Tutto il cinema poliziesco che vedete nasce da HILL STREET GIORNO E NOTTE mitica serie USA ambientata in una imprecisata città americana e scritta da quel grande autore di nome STEVEN BOCHCO ( su di lui presto KS scriverà un articolo ) e da MICHAEL KOZOLL, quello che sarebbe diventato famoso per RAMBO. Non solo il cinema poliziesco ma tutta la misè in scene che ha fatto la fortuna di una serie mitica come ER deve moltissimo alle intuizioni di HILL STREET (basta guardare l’utilizzo, e parliamo dei primi anni ottanta, del movimento di sfondo delle comparse).

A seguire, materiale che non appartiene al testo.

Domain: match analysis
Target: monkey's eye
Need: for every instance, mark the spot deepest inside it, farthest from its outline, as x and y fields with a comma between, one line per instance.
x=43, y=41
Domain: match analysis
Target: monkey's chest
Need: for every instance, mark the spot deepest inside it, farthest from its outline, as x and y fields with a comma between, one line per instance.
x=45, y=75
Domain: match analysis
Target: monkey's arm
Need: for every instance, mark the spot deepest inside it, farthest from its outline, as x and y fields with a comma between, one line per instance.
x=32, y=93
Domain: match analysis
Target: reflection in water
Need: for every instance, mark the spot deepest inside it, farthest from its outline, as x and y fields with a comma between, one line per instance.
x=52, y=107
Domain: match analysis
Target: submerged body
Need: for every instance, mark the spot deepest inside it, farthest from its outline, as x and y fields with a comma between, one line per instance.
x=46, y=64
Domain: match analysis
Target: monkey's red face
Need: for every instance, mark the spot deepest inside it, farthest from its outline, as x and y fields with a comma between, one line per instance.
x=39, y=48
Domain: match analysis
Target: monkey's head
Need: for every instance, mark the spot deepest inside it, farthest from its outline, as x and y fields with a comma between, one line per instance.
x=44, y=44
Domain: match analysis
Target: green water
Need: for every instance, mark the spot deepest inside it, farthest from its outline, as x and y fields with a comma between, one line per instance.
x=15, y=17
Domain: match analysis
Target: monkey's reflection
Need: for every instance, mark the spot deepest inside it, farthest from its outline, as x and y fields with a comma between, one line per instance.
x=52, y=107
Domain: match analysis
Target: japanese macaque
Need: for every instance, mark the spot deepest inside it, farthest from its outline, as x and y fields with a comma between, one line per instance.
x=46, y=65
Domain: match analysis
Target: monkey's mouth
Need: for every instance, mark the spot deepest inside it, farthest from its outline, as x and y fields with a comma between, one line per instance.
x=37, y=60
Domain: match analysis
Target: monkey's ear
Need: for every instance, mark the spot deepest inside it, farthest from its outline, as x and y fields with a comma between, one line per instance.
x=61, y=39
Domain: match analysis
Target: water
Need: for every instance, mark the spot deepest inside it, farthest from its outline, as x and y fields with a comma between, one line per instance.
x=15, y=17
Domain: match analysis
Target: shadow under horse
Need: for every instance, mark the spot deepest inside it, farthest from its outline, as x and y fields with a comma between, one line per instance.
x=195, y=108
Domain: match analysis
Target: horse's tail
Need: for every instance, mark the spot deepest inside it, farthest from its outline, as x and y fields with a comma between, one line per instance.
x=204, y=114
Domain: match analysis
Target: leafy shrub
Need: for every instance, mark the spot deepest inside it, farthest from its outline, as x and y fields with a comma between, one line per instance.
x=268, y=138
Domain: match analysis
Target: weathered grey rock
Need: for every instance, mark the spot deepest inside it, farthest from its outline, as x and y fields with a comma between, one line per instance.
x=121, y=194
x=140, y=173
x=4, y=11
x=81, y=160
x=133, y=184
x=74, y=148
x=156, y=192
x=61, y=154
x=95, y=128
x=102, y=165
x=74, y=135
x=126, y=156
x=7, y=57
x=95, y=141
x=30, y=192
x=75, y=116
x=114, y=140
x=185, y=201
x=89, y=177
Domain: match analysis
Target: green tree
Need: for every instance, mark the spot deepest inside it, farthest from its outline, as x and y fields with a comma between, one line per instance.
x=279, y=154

Da HILL sino a serie arditissime cone NIP & TUCK dove l’esasperazione figurativo drammaturgica tocca quasi livelli di sperimentalismo il percorso della Fiction ha rizzollato il terreno del racconto per immagini molto più profondamente di quanto abbia fatto il cinema.

Ovviamente questa considerazione non riguarda l’Italia dove ci si è incamminati per sentieri strabattuti e dove si è saccheggiato a più non posso tra cronaca, pseudobiografie intrise di retoricuzza correct e patetica, marescialli, preti, vigili del fuoco e merceologia annessa e connessa. Miseria allo stato di emulsione insomma.

Comunque noi di KS seguiremo l’evento e ve ne parleremo. Mia madre c’ha un po’ di mal di gambe ma verrà e Arnaldo il benzinaro ha deciso di prendersi un tre quattro giorni di riposo. Per cui saremo tutti lì!

Ascirivicerci, a presto!

LA ROMACINEFESTA A GL RONDI! IL NUOVO CHE AVANZA!!

Giugno 19, 2008

Ecco che la nuova Administration romana ha preso la fatidica decision: non cassare, come Squitieri auspicava, la Festa del cinema di Roma ma affidarla a un volto nuovo: Gianluigi Rondi, altrimenti detto Il Settimo Sigillo. Questo perchè purtroppo Geoges Melìes è deceduto e Abel Gance invece pure (e nemmeno io mi sento troppo bene…). Il giovane critico ha affermato che darà più spazio al cinema italiano infatti tra gli eventi ci sarà l’ultimo film di Pietro Germi e alcune chicche del Genina. Sponsor dell’evento sarà il sepolcreto di Via Ostiense con il supporto della famosa Ditta Zega.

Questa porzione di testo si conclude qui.